The Cyclones hope to get Xavier Foster back from foot surgery, relegating the highly rated recruit from Oskaloosa, Iowa, to the bench last season. The 7-foot forward did show flashes in his brief time on the court, especially in his shooting.

Foster made three of the four 3’s he attempted, and while it’s a small sample size, it shows his high school 3-point shot could end up translating to the Big 12.

Otzelberger praised Foster as being offensively gifted, capable of stretching defenses with his shot while also being a massive shot blocker.

“You look at a guy like that and if you make the right investment from a time standpoint, mentoring, coaching and development, he can really be special,” Otzelberger said.

What about players from the transfer portal?

Iowa State’s first two transfer pickups have shined a bigger light on what the Cyclones want to fix immediately, with both transfers being forwards.
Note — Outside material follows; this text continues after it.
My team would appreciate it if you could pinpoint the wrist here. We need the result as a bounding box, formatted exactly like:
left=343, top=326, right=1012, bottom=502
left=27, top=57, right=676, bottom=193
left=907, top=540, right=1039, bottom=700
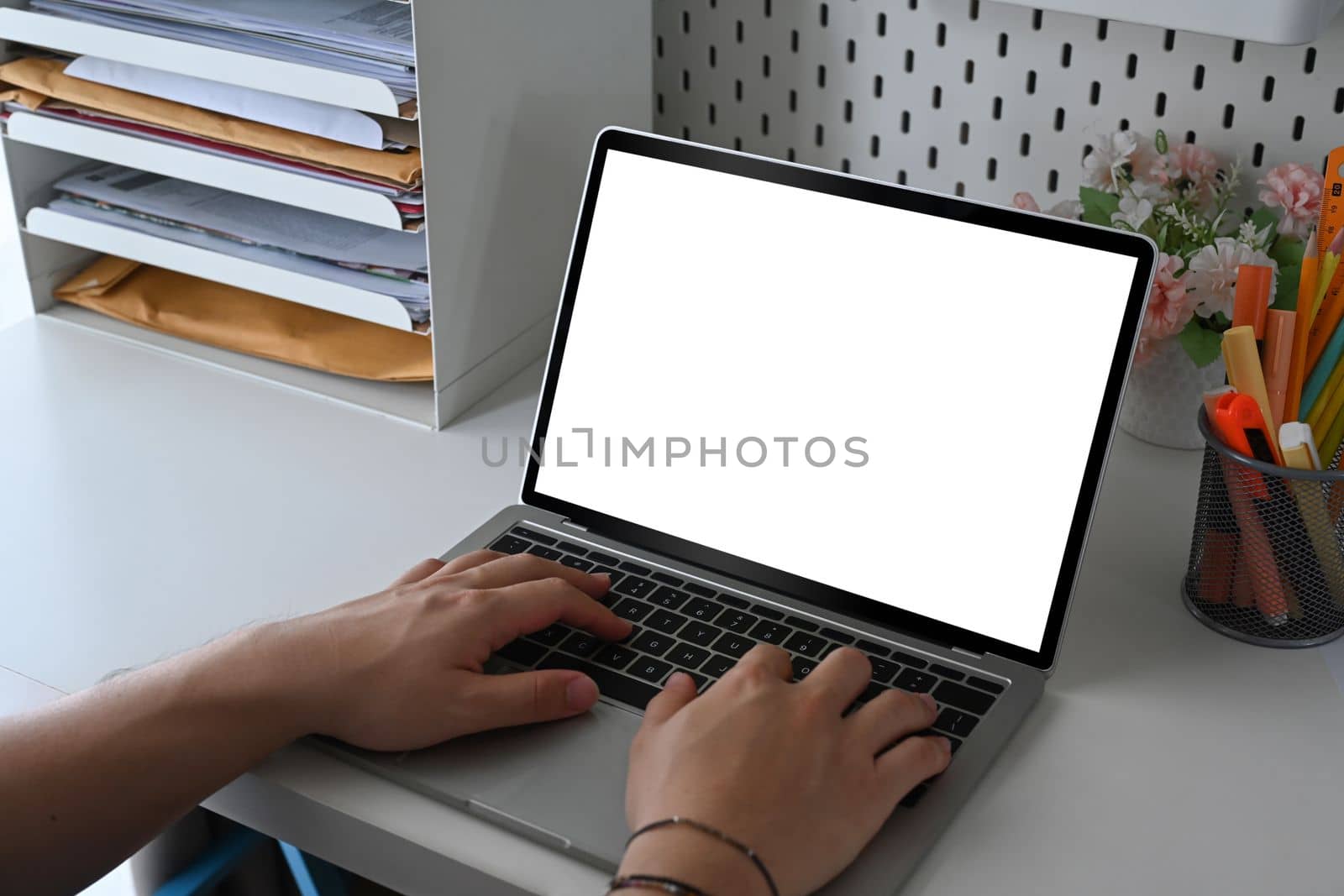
left=617, top=825, right=770, bottom=896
Aljaž Kunc, a 6-foot-8 transfer from Washington State, started 31 of his 32 games as a freshman for the Cougars. His latest season, Kunc started in 18 games and averaged 4.5 points and 3.2 rebounds.

Otzelberger said Kunc has a high motor and plays with quickness for someone his size. Like Foster, Kunc could bring a different fold to the front court with his ability to stretch defenses with his 3-point shooting. Kunc is a career 33.9 percent shooter from deep.

Denver Pioneers forward Robert Jones will also be joining the new-look Cyclones for the season, with the 6-foot-10 forward having three seasons of eligibility left to make an impact in Ames.

Jones put up 9.1 points and 5.0 rebounds last season and brings size to a spot on the floor the Cyclones want to improve in order to get back into the conversation in the Big 12.